RuntimeError: Function SubmanifoldConvolutionFunctionBackward returned an invalid gradient at index 0 - got [0, 128] but expected shape compatible with [0, 64]

forvd commented 4 years ago

I've tried to use SparseConv in point cloud segmentation. Got some errors. After some steps, got this weird error. I use spconv.VoxelGerneratorV2 to gernerate the voxels and coors here is my code

class Network(nn.Module): def init(self, num_classes=20, use_norm=True, cfg=None, use_xyz=True): super().init() self.backbone = SCN_UNet(cfg) self.fc = nn.Sequential(pt_utils.Conv1d(32, 128, bn=True, bias=False), nn.Dropout(0.5), pt_utils.Conv1d(128, num_classes, activation=None))

def forward(self, input_data):
    output = {}
    voxels = torch.tensor(input_data['voxels'], dtype=torch.float32).cuda()

    coords = torch.tensor(input_data['coordinates'], dtype=torch.float32).cuda()

    num_points_per_voxel = torch.tensor(input_data['num_points_per_voxel'], dtype=torch.int32).cuda()
    output_shape = input_data['grid_size'].tolist()[0][::-1]
    # final_input = [coords, voxels, 1]
    features = self.backbone(voxels, coords, num_points_per_voxel, output_shape, 1)
    output['backbone_features'] = torch.unsqueeze(features, dim=2)

    output['cls_out'] = self.fc(output['backbone_features']).transpose(1, 2).contiguous()
    return output

class SCN_UNet(nn.Module): def init(self, config): nn.Module.init(self) self.dimension = config.Backbone.dimension self.spatialSize = config.Backbone.spatialSize self.numFeatures = config.Backbone.numFeatures self.reps = config.Backbone.reps self.nPlanes = config.Backbone.nPlanes self.sparseModel = scn.Sequential().add( scn.InputLayer(self.dimension, self.spatialSize, mode=3)).add( scn.SubmanifoldConvolution(self.dimension, 4, self.numFeatures, 3, False)).add( scn.UNet(self.dimension, self.reps, self.nPlanes, residual_blocks=False, downsample=[2, 2])).add( scn.BatchNormReLU(self.numFeatures)).add( scn.OutputLayer(self.dimension)) self.linear = nn.Linear(config.Backbone.numFeatures, 20)

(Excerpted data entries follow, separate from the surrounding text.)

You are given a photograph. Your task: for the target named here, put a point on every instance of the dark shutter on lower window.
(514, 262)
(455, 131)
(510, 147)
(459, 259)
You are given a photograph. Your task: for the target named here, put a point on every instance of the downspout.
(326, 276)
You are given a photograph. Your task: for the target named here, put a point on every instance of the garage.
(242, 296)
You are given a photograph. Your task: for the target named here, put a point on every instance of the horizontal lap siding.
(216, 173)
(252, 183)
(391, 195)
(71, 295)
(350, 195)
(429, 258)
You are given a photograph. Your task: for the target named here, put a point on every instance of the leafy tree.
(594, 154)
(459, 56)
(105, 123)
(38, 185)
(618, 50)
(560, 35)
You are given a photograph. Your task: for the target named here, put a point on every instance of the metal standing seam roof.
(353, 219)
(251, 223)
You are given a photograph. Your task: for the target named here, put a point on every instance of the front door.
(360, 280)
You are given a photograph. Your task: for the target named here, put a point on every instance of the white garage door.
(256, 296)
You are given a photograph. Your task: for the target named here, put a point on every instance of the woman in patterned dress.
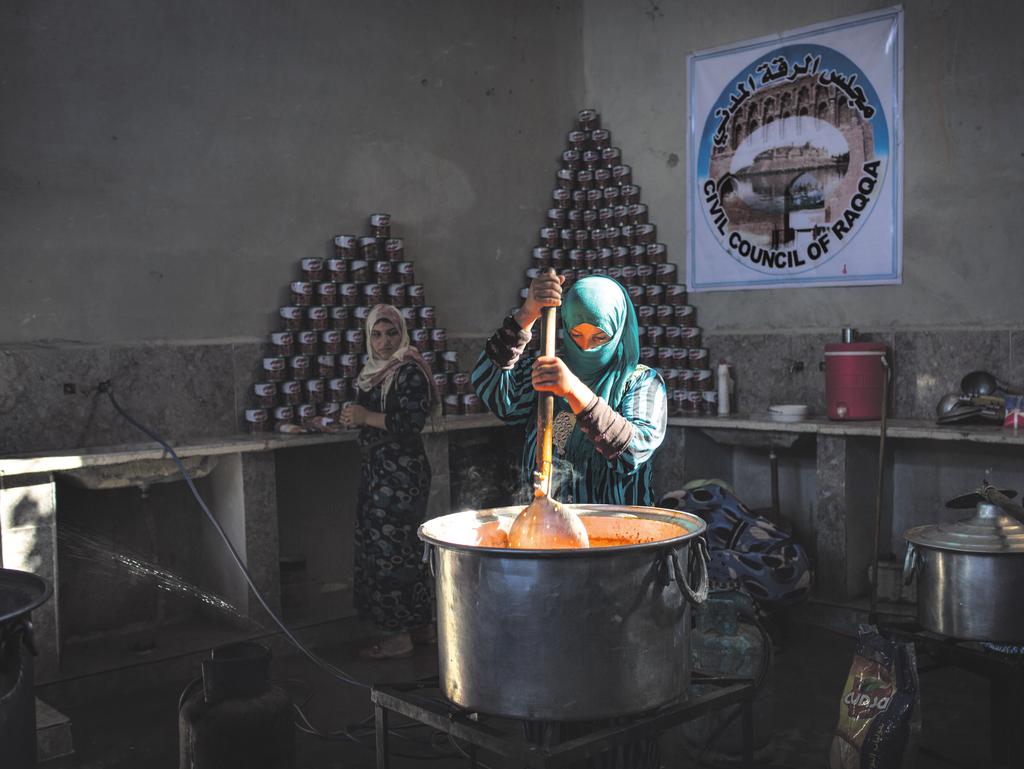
(393, 398)
(610, 413)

def forward(self, features, coors, num_voxels, grid_size, batch_size):
    points_mean = features[:, :, :, :(self.dimension + 1)].sum(
        dim=2, keepdim=False) / num_voxels.type_as(features).view(-1, 1)
    points_mean = points_mean.contiguous()
    # coors[:, 1] += 1
    coors = coors.int()
    spare_input = [torch.squeeze(coors), torch.squeeze(points_mean)]
    x = self.sparseModel(spare_input)
    # x = self.linear(x)
    return x

btgraham commented 4 years ago

Is it possible that the entire batch is empty. This would happen in the input points don't fall in the cube [0, self.spatialSize-1]^3 ?

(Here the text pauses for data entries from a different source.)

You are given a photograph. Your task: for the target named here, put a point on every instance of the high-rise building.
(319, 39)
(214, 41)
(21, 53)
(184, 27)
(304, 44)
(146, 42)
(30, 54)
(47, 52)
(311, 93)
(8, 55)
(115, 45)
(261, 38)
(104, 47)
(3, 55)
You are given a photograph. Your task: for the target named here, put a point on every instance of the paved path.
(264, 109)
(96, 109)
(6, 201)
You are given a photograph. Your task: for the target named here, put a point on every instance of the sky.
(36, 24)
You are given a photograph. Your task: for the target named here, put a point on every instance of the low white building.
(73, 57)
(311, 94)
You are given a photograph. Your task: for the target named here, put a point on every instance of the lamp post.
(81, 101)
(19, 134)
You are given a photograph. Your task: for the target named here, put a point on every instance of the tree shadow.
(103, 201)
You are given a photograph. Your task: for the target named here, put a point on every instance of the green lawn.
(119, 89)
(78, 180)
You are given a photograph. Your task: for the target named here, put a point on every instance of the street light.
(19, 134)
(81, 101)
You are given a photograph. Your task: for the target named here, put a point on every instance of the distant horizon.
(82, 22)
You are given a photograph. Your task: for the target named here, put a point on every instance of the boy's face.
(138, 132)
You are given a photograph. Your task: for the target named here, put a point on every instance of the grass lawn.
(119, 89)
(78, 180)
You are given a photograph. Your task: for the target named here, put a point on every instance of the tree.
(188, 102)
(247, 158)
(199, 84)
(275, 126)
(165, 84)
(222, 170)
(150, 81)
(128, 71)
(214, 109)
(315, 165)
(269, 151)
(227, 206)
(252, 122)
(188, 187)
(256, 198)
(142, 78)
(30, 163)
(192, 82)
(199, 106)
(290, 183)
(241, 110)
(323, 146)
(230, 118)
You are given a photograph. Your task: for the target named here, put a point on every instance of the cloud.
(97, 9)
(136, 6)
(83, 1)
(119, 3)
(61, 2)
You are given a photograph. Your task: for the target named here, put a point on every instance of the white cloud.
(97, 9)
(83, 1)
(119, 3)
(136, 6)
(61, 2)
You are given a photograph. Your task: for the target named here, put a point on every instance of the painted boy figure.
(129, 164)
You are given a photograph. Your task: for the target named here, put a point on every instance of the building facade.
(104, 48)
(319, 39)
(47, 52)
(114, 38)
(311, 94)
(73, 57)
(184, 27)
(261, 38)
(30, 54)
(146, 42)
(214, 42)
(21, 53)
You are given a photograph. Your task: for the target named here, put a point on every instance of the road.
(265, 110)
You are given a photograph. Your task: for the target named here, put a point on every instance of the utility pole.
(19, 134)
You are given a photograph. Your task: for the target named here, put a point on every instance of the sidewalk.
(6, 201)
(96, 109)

Can you print out as input that generates the error, please?

forvd commented 4 years ago

my input of self.sparseMode: [coords, features]

shape:torch.Size([12400, 3]) torch.Size([12400, 4]) [tensor([[ 12, 120, 223], [ 12, 120, 221], [ 12, 120, 220], ..., [ 4, 111, 124], [ 5, 115, 125], [ 5, 116, 124]], device='cuda:0', dtype=torch.int32), tensor([[30.9434, 0.0519, 1.2550, 0.2350], [30.4116, 0.1957, 1.2379, 0.2700], [30.2993, 0.2905, 1.2339, 0.1400], ..., [ 1.3888, -2.4004, -1.1622, 0.0000], [ 1.6063, -1.2806, -0.8258, 0.0000], [ 1.4836, -1.0410, -0.7130, 0.0000]], device='cuda:0')]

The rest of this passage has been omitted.